KM: Do you quilt it by machine?

SF: It's all done by machine. I have a Bernina industrial machine in my studio and it's a [real.] work horse. I've only burnt it out once. [laughs.] I do a lot of heavy duty quilting with this machine. This is a queen size quilt and when it's on the wall, as you can see in one of the pictures, it hangs diagonally. I've done a series of these pieces that I call "wall blankets." I don't call them quilts, but the technique I use is quilting. My main body of work is really mixed media as I use a lot of recycled materials. I'm working a lot on canvases now and this work is similar to my "wall blankets."

KM: Where did you come up with the term "wall blanket"?

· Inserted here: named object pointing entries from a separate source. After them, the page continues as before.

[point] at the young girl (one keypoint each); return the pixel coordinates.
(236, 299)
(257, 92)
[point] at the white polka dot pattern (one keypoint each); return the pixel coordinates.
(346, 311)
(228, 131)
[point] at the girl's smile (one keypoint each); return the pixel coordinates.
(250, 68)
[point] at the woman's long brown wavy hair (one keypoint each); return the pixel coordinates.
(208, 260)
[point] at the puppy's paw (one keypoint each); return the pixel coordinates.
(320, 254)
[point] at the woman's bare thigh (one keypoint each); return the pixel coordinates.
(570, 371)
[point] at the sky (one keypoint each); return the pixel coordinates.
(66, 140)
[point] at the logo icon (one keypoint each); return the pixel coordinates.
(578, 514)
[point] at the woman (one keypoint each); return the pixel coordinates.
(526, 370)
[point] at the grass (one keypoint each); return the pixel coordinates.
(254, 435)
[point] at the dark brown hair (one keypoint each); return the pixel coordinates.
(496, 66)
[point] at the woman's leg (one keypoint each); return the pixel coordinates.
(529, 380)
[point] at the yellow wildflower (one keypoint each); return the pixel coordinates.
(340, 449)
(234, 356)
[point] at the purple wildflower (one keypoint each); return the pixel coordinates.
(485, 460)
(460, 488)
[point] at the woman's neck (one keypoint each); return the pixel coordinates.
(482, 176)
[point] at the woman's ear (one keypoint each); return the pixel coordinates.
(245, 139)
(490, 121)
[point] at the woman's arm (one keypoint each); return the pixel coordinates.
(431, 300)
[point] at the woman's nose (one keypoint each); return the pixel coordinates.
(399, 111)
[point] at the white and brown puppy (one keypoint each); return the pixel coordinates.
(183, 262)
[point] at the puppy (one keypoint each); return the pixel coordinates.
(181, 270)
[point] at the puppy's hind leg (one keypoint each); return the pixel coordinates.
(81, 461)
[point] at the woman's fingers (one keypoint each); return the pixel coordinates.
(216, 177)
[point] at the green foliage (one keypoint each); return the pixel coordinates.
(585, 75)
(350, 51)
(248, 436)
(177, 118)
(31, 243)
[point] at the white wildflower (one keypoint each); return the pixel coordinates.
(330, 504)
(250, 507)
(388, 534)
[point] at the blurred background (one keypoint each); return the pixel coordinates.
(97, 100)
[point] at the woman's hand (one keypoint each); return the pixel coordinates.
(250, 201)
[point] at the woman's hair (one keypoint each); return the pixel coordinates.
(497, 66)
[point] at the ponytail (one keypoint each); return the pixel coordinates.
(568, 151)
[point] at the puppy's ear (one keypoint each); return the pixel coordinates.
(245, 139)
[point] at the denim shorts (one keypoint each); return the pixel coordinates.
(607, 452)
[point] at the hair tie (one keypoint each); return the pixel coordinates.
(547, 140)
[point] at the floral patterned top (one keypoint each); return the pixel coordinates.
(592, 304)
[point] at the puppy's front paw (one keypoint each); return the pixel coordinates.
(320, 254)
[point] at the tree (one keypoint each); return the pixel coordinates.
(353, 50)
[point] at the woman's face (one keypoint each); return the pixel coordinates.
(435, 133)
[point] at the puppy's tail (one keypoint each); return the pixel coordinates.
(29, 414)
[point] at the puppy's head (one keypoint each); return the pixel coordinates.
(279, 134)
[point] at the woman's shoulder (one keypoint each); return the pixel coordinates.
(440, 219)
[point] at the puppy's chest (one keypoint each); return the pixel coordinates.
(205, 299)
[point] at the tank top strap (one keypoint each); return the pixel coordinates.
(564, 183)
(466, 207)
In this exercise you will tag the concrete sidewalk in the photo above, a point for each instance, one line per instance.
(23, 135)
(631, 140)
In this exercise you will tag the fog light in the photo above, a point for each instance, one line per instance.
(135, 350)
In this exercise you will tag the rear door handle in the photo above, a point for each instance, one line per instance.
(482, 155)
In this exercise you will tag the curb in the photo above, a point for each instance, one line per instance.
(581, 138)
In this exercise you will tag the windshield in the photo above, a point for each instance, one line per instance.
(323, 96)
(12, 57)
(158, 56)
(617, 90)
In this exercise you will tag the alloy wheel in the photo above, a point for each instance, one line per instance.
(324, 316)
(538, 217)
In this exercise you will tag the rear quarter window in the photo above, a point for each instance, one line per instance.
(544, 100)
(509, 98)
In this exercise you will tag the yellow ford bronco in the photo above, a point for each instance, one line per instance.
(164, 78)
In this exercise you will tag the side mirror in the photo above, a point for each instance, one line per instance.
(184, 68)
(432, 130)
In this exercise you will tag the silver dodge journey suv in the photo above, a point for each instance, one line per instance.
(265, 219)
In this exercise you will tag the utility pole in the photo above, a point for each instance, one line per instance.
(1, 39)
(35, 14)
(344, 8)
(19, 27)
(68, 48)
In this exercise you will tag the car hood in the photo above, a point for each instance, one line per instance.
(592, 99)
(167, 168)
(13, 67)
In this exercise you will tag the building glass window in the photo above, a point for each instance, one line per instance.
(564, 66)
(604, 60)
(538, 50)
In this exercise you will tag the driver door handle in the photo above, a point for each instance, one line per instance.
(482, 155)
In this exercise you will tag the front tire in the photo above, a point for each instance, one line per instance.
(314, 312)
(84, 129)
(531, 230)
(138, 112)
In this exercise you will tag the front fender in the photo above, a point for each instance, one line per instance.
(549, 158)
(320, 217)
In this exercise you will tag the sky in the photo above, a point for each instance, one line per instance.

SF: I was trying to use remnants and found objects instead of purchasing fabric. I was inspired by tapestries that were used for warmth and sound barriers in castles. These were hung on the wall for a purpose similar to quilts being used on a bed for warmth. Combining these ideas and the fact that I used the technique of quilting led me to the idea of "wall blankets." I have a series of five or six these large pieces that are hung together in a gallery. The reason this piece is special is that it was sold to a blind artist named was Alice Wingedwall from Berkeley, California. Her husband [Donlyn Lyndon.] was chairman of the architecture department at UC [University of Calinfornia] Berkeley. They've been collecting my work for a while and she loved the feel and texture of the wool and the contrast with the metal. It was special to me that a blind artist seemed to feel something like what I was feeling when I made the piece given that you never know exactly how a piece will turn out until it's finished. My quilting technique relies strongly on intuition; I get into a meditative state when I'm making my pieces; this piece really had a mind of it's own. When Alice felt my quilt on the wall, she seemed to intuitively understand my process for this piece. [she could feel the stitching detail that the dyeing process emphasized.] Having someone that touched by feeling one of my pieces is what it's all about for me. I don't use any bright colors in these wall blankets; they're pretty subtle. [What's really important to me are the texture and the surface manipulation.]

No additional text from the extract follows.